The old adage of new cars losing 30 percent of their value the moment they are driven off a dealership's lot?

It simply doesn't hold true anymore, says Tim Hohl, general manager of Michael Hohl Motor Company in Carson City.

The relatively small pool of cars coming off three-year leases or traded in by buyers who made purchases in 2009 and 2010 is one reason.

And auto manufacturers, remembering the financial battering they took early in the recession, tightened the reins on new-car production. With fewer new cars on dealers' lots, buyers are taking a closer look at used vehicles when they can find them.

"We have seen a marked difference in used car prices as to what would have expected," Hohl says. "Newer-model used cars are bringing more money than they ever have in the past relative to new car prices. Used cars are as valuable as they ever have been."

Eric Mares, a vehicle locator with Consumers Fleet and Sales in South Meadows, typically buys vehicles for customers at auction. Auction buying in the past few years has become much more difficult, Mares says, because of the rising cost of vehicles.

"It's not that you can't still find good quality cars, but you have to pay Kelly Blue Book value or more," he says.

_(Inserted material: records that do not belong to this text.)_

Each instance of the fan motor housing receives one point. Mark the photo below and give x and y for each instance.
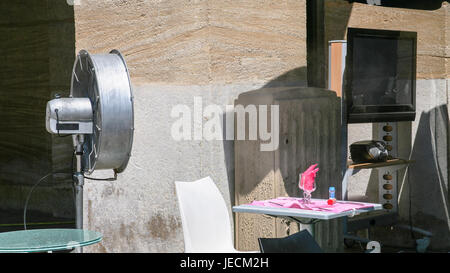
(100, 108)
(105, 81)
(69, 116)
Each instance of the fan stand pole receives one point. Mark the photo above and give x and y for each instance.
(78, 179)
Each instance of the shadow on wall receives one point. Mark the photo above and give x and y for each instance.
(426, 194)
(292, 78)
(405, 4)
(37, 52)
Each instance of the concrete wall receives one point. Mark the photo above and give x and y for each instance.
(425, 139)
(178, 50)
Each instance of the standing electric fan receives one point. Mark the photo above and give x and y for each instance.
(99, 116)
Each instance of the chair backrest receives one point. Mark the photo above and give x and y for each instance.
(300, 242)
(204, 215)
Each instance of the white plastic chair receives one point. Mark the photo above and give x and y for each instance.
(204, 215)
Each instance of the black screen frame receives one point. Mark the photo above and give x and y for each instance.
(378, 113)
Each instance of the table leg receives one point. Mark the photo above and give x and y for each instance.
(309, 227)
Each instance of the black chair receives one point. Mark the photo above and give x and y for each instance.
(300, 242)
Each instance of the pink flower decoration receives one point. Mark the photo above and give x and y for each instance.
(307, 178)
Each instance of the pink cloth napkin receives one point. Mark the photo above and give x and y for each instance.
(307, 178)
(316, 205)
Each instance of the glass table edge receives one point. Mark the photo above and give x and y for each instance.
(47, 249)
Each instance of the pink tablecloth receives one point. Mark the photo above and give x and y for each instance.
(316, 204)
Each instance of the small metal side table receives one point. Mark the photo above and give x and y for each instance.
(305, 217)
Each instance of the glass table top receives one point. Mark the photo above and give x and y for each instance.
(45, 240)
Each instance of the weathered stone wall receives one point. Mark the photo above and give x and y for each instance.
(177, 50)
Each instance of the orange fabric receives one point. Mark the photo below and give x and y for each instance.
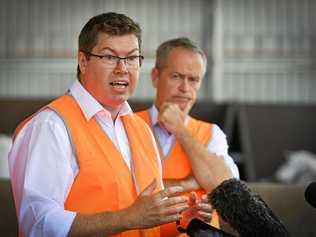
(177, 165)
(104, 182)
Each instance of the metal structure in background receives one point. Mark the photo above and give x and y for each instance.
(258, 51)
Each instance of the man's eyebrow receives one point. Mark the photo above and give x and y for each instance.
(113, 51)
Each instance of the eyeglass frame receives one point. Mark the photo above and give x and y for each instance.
(118, 59)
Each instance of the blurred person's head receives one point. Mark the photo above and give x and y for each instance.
(109, 57)
(179, 69)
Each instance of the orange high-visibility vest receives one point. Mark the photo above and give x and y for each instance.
(177, 165)
(104, 182)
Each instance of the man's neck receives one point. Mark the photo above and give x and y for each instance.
(114, 111)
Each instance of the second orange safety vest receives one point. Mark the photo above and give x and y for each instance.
(177, 165)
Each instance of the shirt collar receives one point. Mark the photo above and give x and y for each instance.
(89, 105)
(153, 115)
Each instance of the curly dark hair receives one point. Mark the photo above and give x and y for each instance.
(245, 211)
(111, 23)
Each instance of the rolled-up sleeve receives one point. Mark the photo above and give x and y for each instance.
(42, 170)
(218, 145)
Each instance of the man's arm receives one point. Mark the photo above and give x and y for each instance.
(42, 170)
(208, 169)
(149, 210)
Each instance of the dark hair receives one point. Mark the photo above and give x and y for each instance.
(164, 49)
(111, 23)
(245, 210)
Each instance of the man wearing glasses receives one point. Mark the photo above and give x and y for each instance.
(85, 164)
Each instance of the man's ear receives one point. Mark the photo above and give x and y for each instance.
(82, 62)
(154, 77)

And that's tough for a dealer who then needs to add $500 or $1,000 to the price tag to cover detailing, smog certificates, overhead and profit.

"By that time you have to price it over Kelly Blue Book retail for a starting point. Since there is so much information out there you look ridiculous to the public because they have done their homework. We just don't have the margins anymore," Mares says.

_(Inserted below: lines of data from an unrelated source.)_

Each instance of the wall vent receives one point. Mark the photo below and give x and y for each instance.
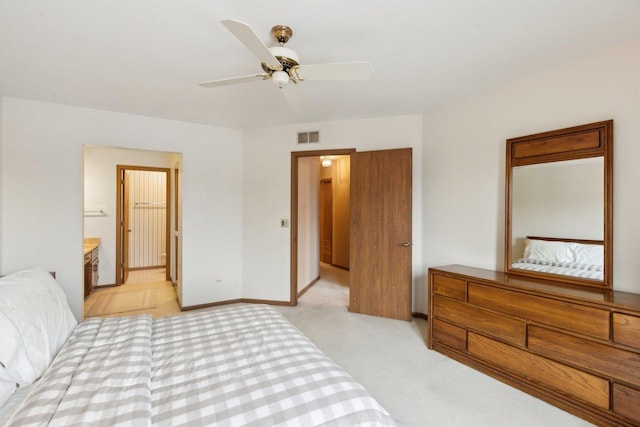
(311, 137)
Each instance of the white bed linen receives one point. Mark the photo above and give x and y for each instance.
(243, 365)
(12, 404)
(567, 269)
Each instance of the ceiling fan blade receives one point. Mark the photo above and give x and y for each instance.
(245, 34)
(235, 80)
(333, 71)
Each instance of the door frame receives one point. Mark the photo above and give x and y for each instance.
(120, 226)
(295, 155)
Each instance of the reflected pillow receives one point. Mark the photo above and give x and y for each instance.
(588, 254)
(545, 250)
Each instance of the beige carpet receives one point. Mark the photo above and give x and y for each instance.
(122, 302)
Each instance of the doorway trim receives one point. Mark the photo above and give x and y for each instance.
(120, 226)
(295, 155)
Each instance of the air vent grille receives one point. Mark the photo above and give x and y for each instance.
(310, 137)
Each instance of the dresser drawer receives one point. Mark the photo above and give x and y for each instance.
(601, 358)
(566, 315)
(626, 402)
(449, 287)
(449, 334)
(545, 372)
(626, 329)
(474, 318)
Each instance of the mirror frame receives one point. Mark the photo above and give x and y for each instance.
(577, 142)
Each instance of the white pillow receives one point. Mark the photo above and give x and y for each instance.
(545, 250)
(35, 319)
(7, 386)
(13, 353)
(588, 254)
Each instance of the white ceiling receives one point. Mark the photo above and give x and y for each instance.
(147, 56)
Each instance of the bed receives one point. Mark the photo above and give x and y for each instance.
(239, 365)
(570, 257)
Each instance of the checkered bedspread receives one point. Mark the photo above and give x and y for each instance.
(244, 365)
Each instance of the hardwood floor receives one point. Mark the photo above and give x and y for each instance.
(166, 302)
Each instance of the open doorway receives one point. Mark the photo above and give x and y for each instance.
(379, 230)
(142, 224)
(155, 264)
(320, 219)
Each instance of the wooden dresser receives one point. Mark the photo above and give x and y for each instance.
(575, 348)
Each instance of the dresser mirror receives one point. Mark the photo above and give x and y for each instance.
(559, 205)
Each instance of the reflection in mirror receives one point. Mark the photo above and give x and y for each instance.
(562, 202)
(559, 205)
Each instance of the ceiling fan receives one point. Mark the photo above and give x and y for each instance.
(282, 65)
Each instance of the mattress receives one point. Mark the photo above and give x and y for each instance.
(563, 268)
(242, 365)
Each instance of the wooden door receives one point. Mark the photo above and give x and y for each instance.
(122, 235)
(326, 221)
(176, 208)
(380, 255)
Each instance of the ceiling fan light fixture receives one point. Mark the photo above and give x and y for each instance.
(280, 78)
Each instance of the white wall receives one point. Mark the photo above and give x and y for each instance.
(558, 199)
(42, 192)
(464, 157)
(267, 194)
(308, 220)
(1, 198)
(100, 194)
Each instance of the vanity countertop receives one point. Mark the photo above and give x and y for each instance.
(90, 243)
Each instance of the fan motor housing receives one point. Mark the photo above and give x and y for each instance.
(287, 58)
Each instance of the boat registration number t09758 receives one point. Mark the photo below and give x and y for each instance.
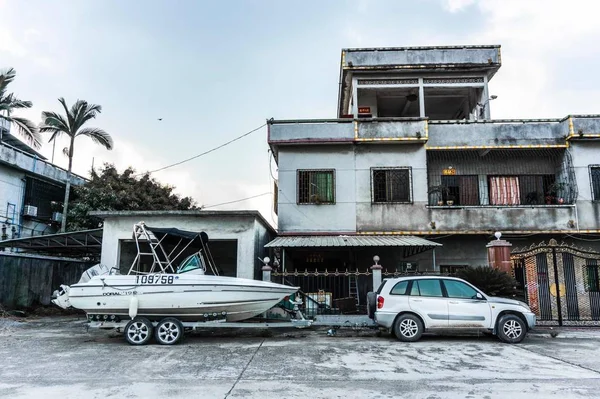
(154, 279)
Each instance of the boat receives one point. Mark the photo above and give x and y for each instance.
(158, 286)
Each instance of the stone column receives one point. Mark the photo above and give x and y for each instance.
(499, 254)
(376, 269)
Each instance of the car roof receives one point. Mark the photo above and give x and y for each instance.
(421, 277)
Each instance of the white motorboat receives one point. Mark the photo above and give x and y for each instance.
(183, 293)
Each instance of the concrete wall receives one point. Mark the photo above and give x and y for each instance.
(324, 217)
(242, 229)
(584, 154)
(29, 280)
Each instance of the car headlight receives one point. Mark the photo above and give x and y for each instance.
(526, 306)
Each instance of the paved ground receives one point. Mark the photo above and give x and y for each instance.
(58, 358)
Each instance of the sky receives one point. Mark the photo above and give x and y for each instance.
(214, 70)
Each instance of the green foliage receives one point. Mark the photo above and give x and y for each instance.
(109, 190)
(9, 102)
(491, 281)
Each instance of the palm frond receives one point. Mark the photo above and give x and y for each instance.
(52, 121)
(6, 77)
(28, 130)
(98, 135)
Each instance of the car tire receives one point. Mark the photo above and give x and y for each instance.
(138, 331)
(408, 328)
(371, 304)
(511, 329)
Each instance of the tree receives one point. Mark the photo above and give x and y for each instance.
(9, 102)
(109, 190)
(72, 125)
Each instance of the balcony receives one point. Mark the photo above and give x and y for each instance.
(338, 131)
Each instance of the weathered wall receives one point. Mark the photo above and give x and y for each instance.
(29, 280)
(585, 154)
(242, 229)
(340, 216)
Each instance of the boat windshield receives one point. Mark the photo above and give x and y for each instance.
(192, 262)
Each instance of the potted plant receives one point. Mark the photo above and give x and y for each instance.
(440, 191)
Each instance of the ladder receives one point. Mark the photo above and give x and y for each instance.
(159, 256)
(353, 288)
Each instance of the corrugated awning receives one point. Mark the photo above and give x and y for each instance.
(75, 243)
(411, 244)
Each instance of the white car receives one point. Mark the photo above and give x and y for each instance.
(408, 306)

Lee Bosch, owner of Bosch Motors in Winnemucca, which shifted its business model to selling used cars after General Motors restructured in 2009, agrees that auction prices are squeezing dealers.

Locating heavy-duty three-quarter or one-ton pickups that one to four years old is difficult, Bosch says. When they do come up at auction, they usually sell for more than wholesale prices.

"I have no idea how they resell it," Bosch says. "It is crazy. In a lot of cases I tell clients to get brand new. Trying to find one- or two-year old used truck is just impossible."

Ben Scott, owner of Scott Motors, also shifted focus in recent years to used car sales after losing a franchise for Cadillac and Buick lines in 2009. (Scott Motors still has a new-car franchise for the Land Rover line.)

Scott says prices paid for used cars often make him wince because those prices must be passed on to consumers.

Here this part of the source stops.